Les Banques centrales de la ZMAO poursuivent leurs consultations semestrielles, tous les six mois dans un pays membres de la zone. On se réunit, on fait le point et on fixe les meilleurs moyens d’atteindre les objectifs fixés par les Chefs d’Etat. Cela concerne notamment le rapprochement de plus en plus important des peuples. Ces réunions se poursuivent. Les objectifs restent les mêmes pour l’instant. Les études se multiplient dans le cadre des deux agences d’exécution qui existent dans l’espace CEDEAO, je veux parler de l’AMAO (l’Agence monétaire de l’Afrique de l’ouest), pour toute l’Afrique de l’Ouest et de l’IMAO (Institut monétaire de l’Afrique de l’Ouest) pour la ZMAO. Récemment, à Conakry, entre le 1er et le 3 octobre, il y a eu un séminaire concernant les rapprochements de méthodes de procédure en matière de supervision au niveau de la CEDEAO, parce que l’intégration comporter tous ces aspects ; que les banques centrales adoptent les même procédures au niveau de la supervision des banques, pour qu’il y ait à tout moment un système bancaire saint. Donc, toutes ces concertations se poursuivent. Et les harmonisations se poursuivent dans une série d’autres domaines, par exemple le système comptable et le système de reporting, la supervision bancaire, les règles en matière de commerce. Les ministres du commerce doivent se réunir très prochainement. Donc, l’objectif fixé par les politiques est là. Les techniciens essaient de donner le meilleur d’eux-mêmes, pour atteindre cet objectif.

Est-ce que les critères de convergence pour la seconde zone monétaire de l’Afrique demeurent les mêmes ? Et où en est la Guinée dans le respect de ces critères ?

Les critères de convergence restent les mêmes. La Guinée, actuellement, respecte trois critères de premier rang sur quatre : le critère de réserve de change, le critère de déficit budgétaire et le critère d’endettement du Trésor auprès de la Banque centrale.

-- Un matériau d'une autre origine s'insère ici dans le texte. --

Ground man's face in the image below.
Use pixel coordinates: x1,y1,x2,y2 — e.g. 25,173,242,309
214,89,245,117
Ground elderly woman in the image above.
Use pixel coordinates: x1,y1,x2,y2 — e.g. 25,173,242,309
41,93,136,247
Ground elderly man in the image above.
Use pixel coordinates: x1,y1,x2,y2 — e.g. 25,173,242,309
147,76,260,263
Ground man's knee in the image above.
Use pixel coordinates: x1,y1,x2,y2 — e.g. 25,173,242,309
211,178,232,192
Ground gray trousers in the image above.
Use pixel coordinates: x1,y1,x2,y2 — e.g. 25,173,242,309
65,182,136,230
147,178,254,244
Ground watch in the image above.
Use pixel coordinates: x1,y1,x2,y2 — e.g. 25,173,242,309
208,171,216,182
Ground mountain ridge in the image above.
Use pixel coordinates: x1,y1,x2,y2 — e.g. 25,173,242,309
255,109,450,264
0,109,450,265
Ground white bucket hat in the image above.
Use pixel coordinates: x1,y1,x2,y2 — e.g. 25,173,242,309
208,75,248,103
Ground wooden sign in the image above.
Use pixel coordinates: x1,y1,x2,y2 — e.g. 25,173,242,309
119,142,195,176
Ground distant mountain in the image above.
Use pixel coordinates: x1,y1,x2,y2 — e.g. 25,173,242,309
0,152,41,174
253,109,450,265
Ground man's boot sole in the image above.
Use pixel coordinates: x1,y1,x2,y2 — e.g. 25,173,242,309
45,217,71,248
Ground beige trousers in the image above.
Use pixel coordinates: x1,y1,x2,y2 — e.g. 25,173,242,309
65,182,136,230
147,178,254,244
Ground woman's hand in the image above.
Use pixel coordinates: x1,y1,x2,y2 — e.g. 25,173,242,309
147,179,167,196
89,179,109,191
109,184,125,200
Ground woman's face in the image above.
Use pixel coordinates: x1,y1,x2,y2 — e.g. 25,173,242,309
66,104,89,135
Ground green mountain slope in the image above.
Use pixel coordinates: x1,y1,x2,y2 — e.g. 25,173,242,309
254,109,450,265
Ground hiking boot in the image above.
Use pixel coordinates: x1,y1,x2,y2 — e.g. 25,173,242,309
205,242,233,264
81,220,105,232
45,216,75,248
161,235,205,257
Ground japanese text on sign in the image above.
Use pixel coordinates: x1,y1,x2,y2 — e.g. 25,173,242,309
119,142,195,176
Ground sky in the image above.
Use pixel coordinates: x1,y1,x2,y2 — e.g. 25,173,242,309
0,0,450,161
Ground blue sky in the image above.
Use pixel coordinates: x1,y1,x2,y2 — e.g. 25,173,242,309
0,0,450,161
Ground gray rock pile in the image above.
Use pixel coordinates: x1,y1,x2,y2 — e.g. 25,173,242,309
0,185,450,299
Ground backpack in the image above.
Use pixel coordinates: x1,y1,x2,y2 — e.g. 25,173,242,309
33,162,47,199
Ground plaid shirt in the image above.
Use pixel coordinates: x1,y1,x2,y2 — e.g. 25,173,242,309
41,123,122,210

Il nous reste pour l’instant le critère d’inflation à un chiffre que nous espérons atteindre à l’horizon 2014. Je dois vous dire qu’en matière d’inflation, on était arrivé à 21% à la fin de l’année 2010, pour connaître un pic de 23% vers Mars-Avril 2011, en raison du fait qu’on n’avait pas réuni à annihiler tous les effets pervers des injonctions de liquidité de l’année 2010. Mais depuis, il y a eu une inversion de tendance qui se poursuit jusqu’à aujourd’hui. Jusqu’à fin Août, le taux d’inflation était autour de 14,3%, pour un objectif initial de 15% pour la fin de l’année, mais que nous avons révisé récemment pour le fixer à 12,8. Donc, nous pensons qu’avec les mesures mises en œuvre, que ce critère là aussi sera atteint en 2014.

Un dernier mot pour terminer …

Pour conclure, je dirais que la Guinée est sur la bonne voie dans le redressement de son économie. Toutes les mesures prises depuis deux ans vont dans le sens de la crédibilisation du pays. On a atteint un résultat important : le point d’achèvement de l’iniative PPTE. Le pays est désormais plus crédible. La dette est allégée. Les conditions sont réunies pour que de nouveaux financements arrivent et que la confiance ainsi créée pour que les investisseurs puissent puisse permettre le démarrage du secteur privé, qui est en fait le moteur du développement. C’est le secteur privé qui créera les activités, les emplois, les revenus. Les taxes provenant de ces revenus, l’enrichissement des entreprises, des ménages vont entraîner l’enrichissement de l’Etat et, don, l’enrichissement général du pays. C’est ce que nous souhaitons. Et nous pensons que chacun doit avoir foi dans cette dynamique et apporter sa pierre à l’édification à la construction de cet édifice.